Balqis menghela nafasnya. Dulu dia akan senang melihat banyak makanan. Dulu dia yang memerintah agar semua koki memasak banyak makanan. Namun sekarang, dia merasa tidak senang.

"Besok, jangan masak makanan banyak banyak ya, Bi. Cukup satu atau dua menu aja."

Semua koki mengangguk. Mereka juga langsung pergi setelah Balqis mendudukkan dirinya di kursi. Sarapan pagi ini begitu hening, hanya dirinya yang menikmati. Karena sang ayah sudah pergi. Ruang makan begitu hening, hanya terdengar sendok dan piring yang beradu. Dia kira, semuanya akan berubah setelah dia kembali. Namun semua masih sama, dia hanya diam dalam keheningan.

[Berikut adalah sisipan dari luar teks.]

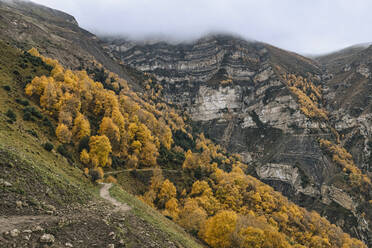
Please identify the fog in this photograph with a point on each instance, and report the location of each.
(307, 27)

Setelah selesai sarapan, Balqis memerintahkan asistennya untuk menghabiskan semua makanan. Dia tidak ingin makanan itu dibuang begitu saja. Apalagi ada beberapa menu yang tidak tercicipinya.

***

Tidak terasa, sudah satu minggu Balqis berada di rumahnya. Semua yang dia lewati sama di setiap harinya. Semua tidak ada yang berbeda. Hari-harinya lebih menyenangkan berada di pesantren ketimbang di rumahnya. Bahkan tidak ada senyuman dan tawa yang menemaninya. Karena merasa bosan harus terus diam di dalam kamar, Balqis memutuskan pergi ke mall untuk membeli sesuatu yang disukainya.

Di mall.

Balqis menatap salah satu toko yang menjual berbagai baju kesukaannya dulu. Baju itu, baju yang sering dipakainya. Baju yang selalu memenuhi isi lemarinya. Meskipun baju itu terbilang kurang bahan, tapi tetap menjadi pilihannya.

Sedikit pun Balqis tidak beranjak masuk ke toko itu, dia hanya berdiam diri di luar. Entah kenapa sekarang dia tidak menginginkan pakaiannya seperti itu. Padahal dulu dia begitu ngotot ingin kembali memakainya.

"Hah... Semua udah nggak sama lagi."

Balqis kembali melanjutkan langkahnya. Setiap toko yang sering di datanginya dulu kini dilewatinya. Dia melewati beberapa toko yang menjadi favoritnya.

Tap!

Di sinilah dia berhenti. Matanya menatap pakaian syar'i yang berjajar. Dia memilih beberapa yang menarik perhatiannya.

Dugh!

"Astaghfirullah!"

"Maaf, Mbak! Saya tidak sengaja." Balqis membantu seorang perempuan yang barusan ditubruknya.

"Balqis!"

Mata Balqis membulat. Dia terkejut melihat Halimah seorang perempuan yang ditubruknya.

"B--Bunda!?"

"Kamu di sini Sama siapa?"

"Sendiri, Bun..." jawab Balqis tersenyum.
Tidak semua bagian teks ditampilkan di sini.